Reúne-se com o subdelegado do Governo para pedir mais prevenção. Afirma que houve ‘discotecas’ abertas às oito e nove da manhã

RAQUEL RODRÍGUEZ
09/01/2018

 

Habían pedido à Junta que não voltasse a decretar um alargamento do horário de fecho dos locais de taças tão extensa em número de dias como a de 2016, mas a administração regional voltou a autorizar o alargamento desde o início das festas natalícias e até ao 7 de Janeiro e o resultado foi «totalmente negativo» para os vizinhos/moradores da zona centro de Plasencia, que são os que convivem com um maior número de locais de lazer.

Porque segundo adiantava ontem o presidente da associação Intramuros, Julián Gutiérrez, durante este período, «houve muitas irregularidades», sobretudo, quanto ao horário de fecho dos locais e o nível de ruídos, para além de brigas.

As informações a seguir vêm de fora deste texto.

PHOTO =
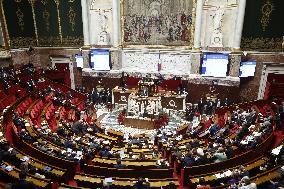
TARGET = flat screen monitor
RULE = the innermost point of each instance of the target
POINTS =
(79, 60)
(214, 65)
(100, 59)
(247, 69)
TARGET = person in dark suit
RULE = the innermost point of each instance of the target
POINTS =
(119, 165)
(200, 106)
(22, 183)
(141, 184)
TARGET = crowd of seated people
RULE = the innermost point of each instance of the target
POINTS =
(214, 140)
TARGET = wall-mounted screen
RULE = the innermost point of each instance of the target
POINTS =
(79, 60)
(247, 69)
(215, 65)
(100, 59)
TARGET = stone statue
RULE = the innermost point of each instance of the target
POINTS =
(103, 21)
(218, 18)
(217, 36)
(103, 37)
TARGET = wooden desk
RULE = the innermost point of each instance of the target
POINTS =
(90, 181)
(139, 123)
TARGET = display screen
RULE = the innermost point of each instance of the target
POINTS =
(247, 69)
(79, 60)
(215, 65)
(100, 59)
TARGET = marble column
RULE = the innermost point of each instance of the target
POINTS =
(235, 60)
(195, 62)
(85, 18)
(116, 22)
(239, 25)
(198, 21)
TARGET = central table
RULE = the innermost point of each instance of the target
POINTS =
(145, 123)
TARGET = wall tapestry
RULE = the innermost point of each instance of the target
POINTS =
(263, 28)
(157, 22)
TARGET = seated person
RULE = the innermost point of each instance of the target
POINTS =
(246, 184)
(220, 155)
(141, 184)
(119, 165)
(202, 184)
(22, 183)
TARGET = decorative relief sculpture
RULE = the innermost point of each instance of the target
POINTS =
(157, 22)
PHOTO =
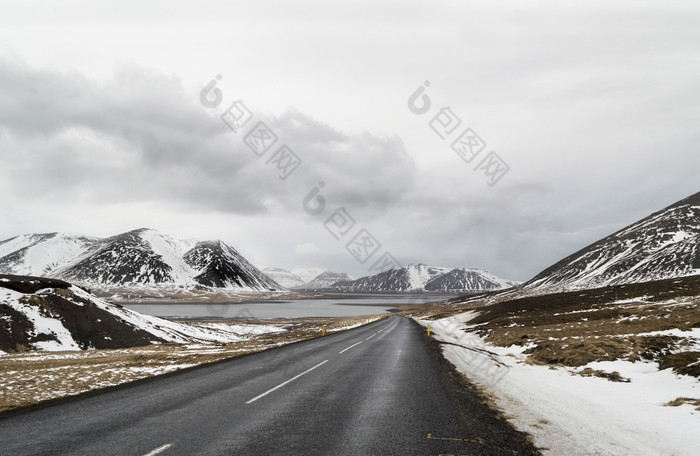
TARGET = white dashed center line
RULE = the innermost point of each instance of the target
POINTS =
(282, 384)
(353, 345)
(159, 450)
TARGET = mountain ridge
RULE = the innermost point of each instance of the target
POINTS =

Especialmente, destacava Gutiérrez um fenómeno novo, o de locais que estavam abertos às oito e nove da madrugada, mesmo ao meio-dia, a modo de discotecas. O presidente da Câmara Municipal já assinalou recentemente perante uma briga às portas dum destes locais, que fechavam de madrugada, mas passadas as horas legalmente estabelecidas, voltavam a abrir a modo de {afters} e assinalou que a Câmara Municipal estava a estudar com a polícia sua legalidade.

Segundo Intramuros, onde mais queixas de vizinhos houve foi na rua Santa Clara, Cartas e a rua {Patalón} e, dado que o alargamento de horários afetava também aos dias de diário/jornal, isto é, não feriados, Gutiérrez assinalava que se deu o caso de pessoas que entravam e saíam de manhã dessas discotecas, alterando o direito no descanso de muitos vizinhos/moradores que deviam ir ao trabalho. «Nos feriados chave, temos mais mão esquerda e o entendemos».

«há insegurança» / A associação de vizinhos pediu uma reunião com o subdelegado do Governo em Cáceres, quem lhes citou amanhã certamente, às 10.30 horas. A sua intenção é manifestar-lhe a sensação de «insegurança» que têm os vizinhos/moradores porque, no seu entender, não existe uma ação preventiva por parte da polícia, mas se atua «a reboque, quando acontecem os incidentes ou às expensas de as chamadas dos vizinhos/moradores». Assinala Gutiérrez que sempre que apresentaram esta reivindicação lhes deram como resposta «que não há efetivos, mas levamos assim anos.

Por outro lado, a associação segue/continua remetendo à Junta os escritos/documentos de denúncia de incumprimentos que regista na câmara municipal e recentemente recebeu resposta da Junta no sentido de ter pedido informação sobre/em relação a o processo da polícia e a Câmara Municipal.